Elly: That’s such a good question because, we haven’t really explicitly talked about this, but I think we have really built one in the past few years, and that’s incredible to see. I think dance music spaces and clubs, raves, electronic spaces, are ones that can feel extremely exclusive, judgmental. Even bands who talk lots about inclusivity and all these things — you don’t feel particularly welcome or comfortable at the show because you feel like everyone is cool.
Andy: [Creating a welcoming space is] really difficult to do explicitly. But it depends on the way you act on stage and how that translates to experience for everyone that’s watching. It’s definitely a new part of the Huntly journey, because more people have been coming to shows.
I know you guys will be touring a bit, but what’s next on your radar?

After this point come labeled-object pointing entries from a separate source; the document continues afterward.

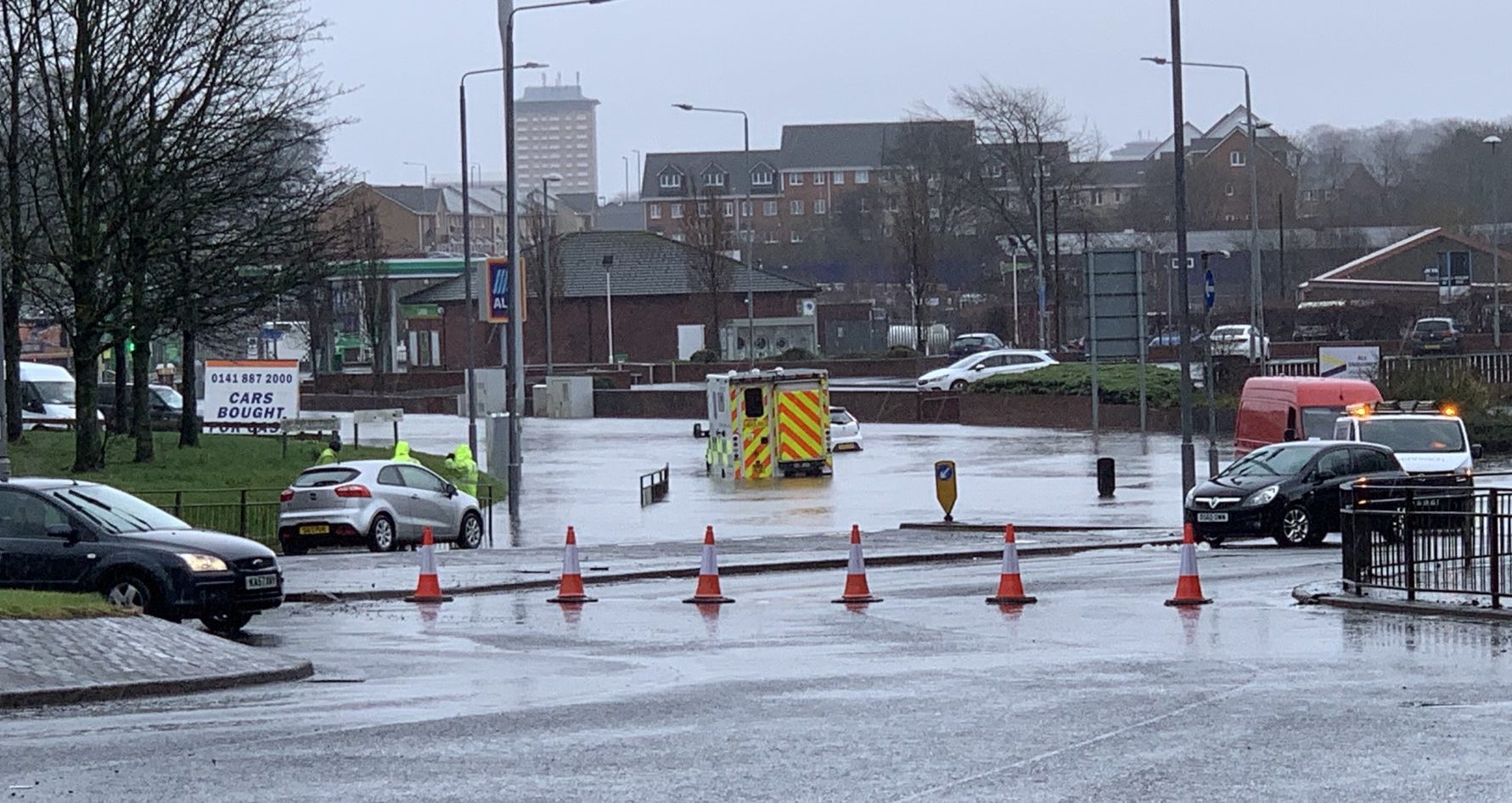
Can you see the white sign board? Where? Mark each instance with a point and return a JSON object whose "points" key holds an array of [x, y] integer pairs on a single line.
{"points": [[250, 395], [1349, 362]]}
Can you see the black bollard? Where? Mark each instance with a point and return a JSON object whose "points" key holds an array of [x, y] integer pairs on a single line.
{"points": [[1105, 477]]}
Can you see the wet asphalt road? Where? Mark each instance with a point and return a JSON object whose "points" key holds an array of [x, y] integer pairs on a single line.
{"points": [[587, 474], [1097, 693]]}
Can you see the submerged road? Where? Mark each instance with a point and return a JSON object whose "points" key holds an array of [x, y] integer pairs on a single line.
{"points": [[1095, 693]]}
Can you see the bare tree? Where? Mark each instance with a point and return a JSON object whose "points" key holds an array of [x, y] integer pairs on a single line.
{"points": [[711, 233]]}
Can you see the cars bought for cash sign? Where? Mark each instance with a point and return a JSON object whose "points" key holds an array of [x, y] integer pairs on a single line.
{"points": [[250, 395]]}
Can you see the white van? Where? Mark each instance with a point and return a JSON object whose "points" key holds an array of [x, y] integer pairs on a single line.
{"points": [[48, 396], [1425, 437]]}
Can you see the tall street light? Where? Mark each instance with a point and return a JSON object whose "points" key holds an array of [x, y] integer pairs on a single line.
{"points": [[750, 239], [1189, 468], [546, 261], [1496, 241], [1256, 306], [514, 344], [468, 276]]}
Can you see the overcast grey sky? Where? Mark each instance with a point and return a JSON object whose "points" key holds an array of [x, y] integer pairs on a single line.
{"points": [[1346, 62]]}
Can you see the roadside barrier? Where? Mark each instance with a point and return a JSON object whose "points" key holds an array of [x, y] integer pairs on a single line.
{"points": [[1189, 588], [571, 587], [1010, 586], [708, 592], [430, 587], [856, 590]]}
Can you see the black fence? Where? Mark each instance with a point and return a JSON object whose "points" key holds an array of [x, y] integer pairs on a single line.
{"points": [[1428, 536], [251, 513]]}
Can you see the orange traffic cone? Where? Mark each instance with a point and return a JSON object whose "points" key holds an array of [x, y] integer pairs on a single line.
{"points": [[571, 588], [708, 590], [1189, 588], [856, 588], [430, 587], [1010, 587]]}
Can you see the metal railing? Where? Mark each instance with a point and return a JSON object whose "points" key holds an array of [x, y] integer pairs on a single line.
{"points": [[250, 513], [1434, 534]]}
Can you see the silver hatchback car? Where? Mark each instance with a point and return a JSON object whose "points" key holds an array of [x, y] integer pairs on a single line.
{"points": [[379, 504]]}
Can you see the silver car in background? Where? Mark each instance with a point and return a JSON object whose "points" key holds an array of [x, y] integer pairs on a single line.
{"points": [[379, 504]]}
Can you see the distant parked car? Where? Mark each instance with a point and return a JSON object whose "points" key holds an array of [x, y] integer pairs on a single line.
{"points": [[1436, 336], [377, 504], [1239, 340], [1285, 491], [844, 431], [69, 536], [979, 367], [974, 344]]}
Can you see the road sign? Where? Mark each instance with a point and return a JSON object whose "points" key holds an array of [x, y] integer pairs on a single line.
{"points": [[946, 486], [503, 280]]}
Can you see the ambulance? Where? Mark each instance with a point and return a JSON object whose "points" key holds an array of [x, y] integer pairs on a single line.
{"points": [[767, 424]]}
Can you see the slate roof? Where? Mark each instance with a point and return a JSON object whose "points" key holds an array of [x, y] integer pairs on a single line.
{"points": [[694, 164], [855, 144], [644, 263]]}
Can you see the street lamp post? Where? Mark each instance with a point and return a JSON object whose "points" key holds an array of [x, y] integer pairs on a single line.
{"points": [[749, 238], [1496, 241], [1256, 306], [514, 344], [468, 274], [546, 262]]}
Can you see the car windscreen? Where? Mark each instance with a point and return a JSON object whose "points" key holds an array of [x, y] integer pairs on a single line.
{"points": [[321, 478], [1414, 435], [1318, 421], [114, 510], [58, 392], [1273, 460]]}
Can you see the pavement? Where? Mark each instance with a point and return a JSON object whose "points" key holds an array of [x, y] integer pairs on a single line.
{"points": [[1095, 693], [587, 474], [108, 658]]}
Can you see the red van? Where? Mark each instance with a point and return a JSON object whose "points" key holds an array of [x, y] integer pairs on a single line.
{"points": [[1277, 408]]}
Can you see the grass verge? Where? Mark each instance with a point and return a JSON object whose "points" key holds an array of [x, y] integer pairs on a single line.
{"points": [[15, 604]]}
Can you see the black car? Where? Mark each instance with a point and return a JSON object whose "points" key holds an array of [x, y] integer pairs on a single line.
{"points": [[974, 342], [1285, 491], [65, 536]]}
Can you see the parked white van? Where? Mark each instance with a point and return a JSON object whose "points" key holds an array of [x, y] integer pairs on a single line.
{"points": [[1426, 437], [48, 396]]}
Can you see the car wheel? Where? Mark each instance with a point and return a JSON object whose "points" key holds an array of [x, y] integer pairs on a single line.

How are you feeling?
Elly: (giving a thumbs up, a little panicked) Awesome!
Andy: We’re excited to start looking to the rest of the world — I find it really important to remember that five years ago, this was all that I wanted. Sometimes it’s like, “Oh, this is normal life now, I have to do this interview,” but then it’s like, actually, I’m talking to someone on the other side of the world who’s been listening to our music and asking us questions about it. Moving forward, definitely going to be working on more music. Everyone always seems to want the next thing.
You need some time to enjoy the album that you put out three months ago!
Elly: We agonized over so many of the decisions on the album and we put so much time and energy into it with the goal of it being something significant enough that those decisions meant something. All of these little decisions. I was always like, “Come on, we need to finish it, it’s fine, the song’s fine, we don’t need to get those drums sounding any more bassy, they’re fine, no one’ll notice, let’s just finish the song and get it out,” whereas we were more like, “No, we need to be really precise about things.”
Andy: (sarcastically) We’re looking forward to doing that again.